The following question remains:

If the group members are either “OFF” or (1 at least) “UNAVALABLE” / “UNKOWN” can we tell for sure that the group sensor should be “OFF” or its class equivalent: closed, locked?

It seem to me when I read the RTFM again and again we realised this is not correct and solutions were already implemented for:

Media player groups: Otherwise, the group state is on if at least one group member is not off, unavailable or unknown.

Sensor groups: If ignore_non_numeric is false then group state will be unavailable if one member is unavailable or does not have a numeric state.

Most likely my FR should have taken this kind of angle, but to be honest I was not expecting to find it under integrations.

Just to be complete: In case you want to include unavailable group members so they will also result in the group sensor status “ON” in stead off “OFF” you need to create the following template sensor in the UI:

{{ expand('binary_sensor.sunscreen_criteria_group') | selectattr('state', 'in', ['unavailable', 'unknown', 'none', 'on']) | list | count  > 0 }}

Thanks to @123 for her/his original solution, I only added ‘on’ to it.
BTW If you create this template sensor in the UI it is way more flexible (and provide more information) than if done in a file.

Not sure what is your definition of “flexible” but the UI only provides a subset of all the available features.

It lacks

  • availability
  • attributes
  • icon
  • etc

Template Entities - Configuration Variables

@123 you are completely right there are more variables to tweak a template sensor inside a YAML file so I should have said “ease of configuration for NOOBS like me”
Because it is a binary sensor I have no need for additional variables and I wanted to stick to the standard.

Why did I choose for the UI and not an YAML file?
Using the UI gives a lot of advantages for NOOBS like me :smile::

  • All work can be done directly inside HA
  • No need to add the template to the “configuration.yaml” (deliberate giving this bad advise, prefer myself to use packages and keep the configuration file lean and mean)
  • No need to “restart HA” (which is an overkill advise, but often done; “reloading template entities” is sufficient, perhaps not everybody sees this option)
  • The binary sensor will be directly available.
  • The underlying information (which sensors are involved) are visible:

To be complete: Yes, there are also disadvantages; with a file you can easier keep a project together, cut and paste, share and not to forget have more variables available for a sensor.

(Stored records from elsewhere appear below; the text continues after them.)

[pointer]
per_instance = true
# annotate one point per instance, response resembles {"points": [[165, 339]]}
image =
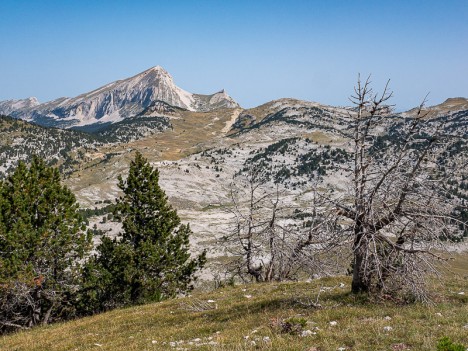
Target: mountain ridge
{"points": [[115, 101]]}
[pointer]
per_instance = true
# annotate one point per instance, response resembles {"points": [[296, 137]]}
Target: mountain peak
{"points": [[116, 101]]}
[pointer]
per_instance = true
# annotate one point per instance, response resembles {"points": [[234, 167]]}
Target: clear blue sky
{"points": [[257, 50]]}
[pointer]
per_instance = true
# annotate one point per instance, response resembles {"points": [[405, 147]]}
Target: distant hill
{"points": [[115, 101]]}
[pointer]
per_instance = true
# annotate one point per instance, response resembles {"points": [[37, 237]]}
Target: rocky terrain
{"points": [[202, 145]]}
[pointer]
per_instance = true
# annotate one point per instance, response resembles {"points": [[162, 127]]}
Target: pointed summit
{"points": [[119, 100]]}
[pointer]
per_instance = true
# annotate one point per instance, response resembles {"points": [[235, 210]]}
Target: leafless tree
{"points": [[396, 211], [264, 243]]}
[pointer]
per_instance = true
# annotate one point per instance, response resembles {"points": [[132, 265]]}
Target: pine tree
{"points": [[42, 240], [150, 259]]}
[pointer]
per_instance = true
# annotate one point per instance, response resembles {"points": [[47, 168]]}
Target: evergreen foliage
{"points": [[150, 259], [42, 240]]}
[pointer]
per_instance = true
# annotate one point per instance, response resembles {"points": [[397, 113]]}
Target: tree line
{"points": [[47, 273], [390, 223]]}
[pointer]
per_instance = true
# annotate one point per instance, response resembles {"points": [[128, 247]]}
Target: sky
{"points": [[257, 50]]}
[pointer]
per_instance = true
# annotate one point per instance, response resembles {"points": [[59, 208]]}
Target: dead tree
{"points": [[262, 243], [396, 211]]}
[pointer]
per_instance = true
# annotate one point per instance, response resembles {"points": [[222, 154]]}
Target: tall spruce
{"points": [[42, 241], [150, 259]]}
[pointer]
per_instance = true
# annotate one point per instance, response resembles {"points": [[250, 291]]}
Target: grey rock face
{"points": [[116, 101]]}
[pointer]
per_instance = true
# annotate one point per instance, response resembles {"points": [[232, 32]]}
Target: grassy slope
{"points": [[252, 310]]}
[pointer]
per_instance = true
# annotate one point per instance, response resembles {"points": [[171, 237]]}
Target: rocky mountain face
{"points": [[202, 145], [115, 102], [8, 107]]}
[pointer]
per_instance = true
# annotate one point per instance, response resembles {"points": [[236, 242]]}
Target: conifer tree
{"points": [[42, 240], [150, 259]]}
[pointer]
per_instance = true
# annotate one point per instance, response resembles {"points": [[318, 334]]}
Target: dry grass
{"points": [[233, 317]]}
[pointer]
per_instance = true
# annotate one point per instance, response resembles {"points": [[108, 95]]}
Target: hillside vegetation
{"points": [[316, 315]]}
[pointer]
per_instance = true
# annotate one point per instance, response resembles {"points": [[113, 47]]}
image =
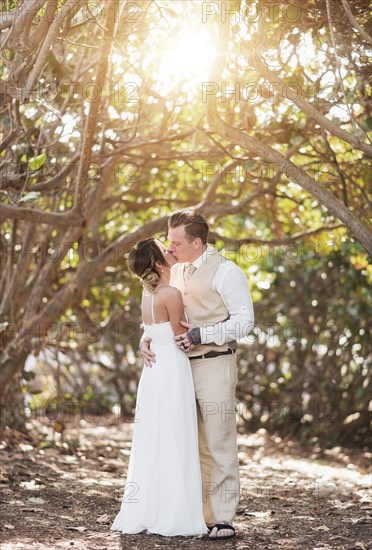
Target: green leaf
{"points": [[35, 163], [31, 196]]}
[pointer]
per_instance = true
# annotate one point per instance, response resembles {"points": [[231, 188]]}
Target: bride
{"points": [[163, 492]]}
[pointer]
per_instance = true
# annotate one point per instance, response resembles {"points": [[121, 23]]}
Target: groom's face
{"points": [[180, 247]]}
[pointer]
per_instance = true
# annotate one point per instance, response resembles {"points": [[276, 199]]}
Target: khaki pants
{"points": [[215, 384]]}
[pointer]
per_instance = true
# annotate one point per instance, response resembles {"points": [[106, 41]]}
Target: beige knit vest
{"points": [[203, 305]]}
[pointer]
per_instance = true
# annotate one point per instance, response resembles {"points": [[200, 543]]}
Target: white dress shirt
{"points": [[231, 284]]}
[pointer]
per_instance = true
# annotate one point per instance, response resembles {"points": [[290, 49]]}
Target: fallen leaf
{"points": [[103, 519], [36, 500]]}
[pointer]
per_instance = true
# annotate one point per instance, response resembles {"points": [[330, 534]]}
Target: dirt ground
{"points": [[66, 493]]}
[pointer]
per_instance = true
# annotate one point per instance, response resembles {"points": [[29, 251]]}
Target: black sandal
{"points": [[220, 527]]}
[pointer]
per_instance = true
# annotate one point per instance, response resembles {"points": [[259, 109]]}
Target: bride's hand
{"points": [[188, 340], [148, 355]]}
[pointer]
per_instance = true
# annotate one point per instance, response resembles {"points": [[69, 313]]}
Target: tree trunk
{"points": [[12, 405]]}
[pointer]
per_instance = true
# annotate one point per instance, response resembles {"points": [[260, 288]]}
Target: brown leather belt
{"points": [[214, 354]]}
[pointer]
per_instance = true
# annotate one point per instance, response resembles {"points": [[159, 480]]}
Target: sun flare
{"points": [[188, 58]]}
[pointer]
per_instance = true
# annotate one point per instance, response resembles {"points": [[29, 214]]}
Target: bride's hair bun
{"points": [[141, 262], [150, 280]]}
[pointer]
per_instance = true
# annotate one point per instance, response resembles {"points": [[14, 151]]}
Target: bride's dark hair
{"points": [[141, 262]]}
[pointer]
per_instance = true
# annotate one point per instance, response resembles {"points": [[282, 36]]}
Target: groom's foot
{"points": [[222, 531]]}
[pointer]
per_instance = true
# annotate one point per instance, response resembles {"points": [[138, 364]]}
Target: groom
{"points": [[219, 308]]}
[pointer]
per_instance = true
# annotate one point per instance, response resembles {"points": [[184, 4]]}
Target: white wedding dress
{"points": [[163, 492]]}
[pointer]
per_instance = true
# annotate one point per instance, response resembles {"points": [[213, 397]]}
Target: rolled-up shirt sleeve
{"points": [[232, 285]]}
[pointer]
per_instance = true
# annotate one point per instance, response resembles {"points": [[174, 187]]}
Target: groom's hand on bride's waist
{"points": [[148, 355], [188, 340]]}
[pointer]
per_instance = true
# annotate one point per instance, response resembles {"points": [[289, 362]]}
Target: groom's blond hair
{"points": [[194, 222]]}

Again, I was very happy I found your solution to my problem because I never would have come up with the syntax to solve it myself.

It’s important to remember that Template entities have always been configured via YAML. That’s why they are ‘feature complete’.

In contrast, Template helpers, for sensor and binary_sensor, are recent additions and only support some of the available features.

Hopefully they will eventually support all available features because as you mentioned, they are convenient to use.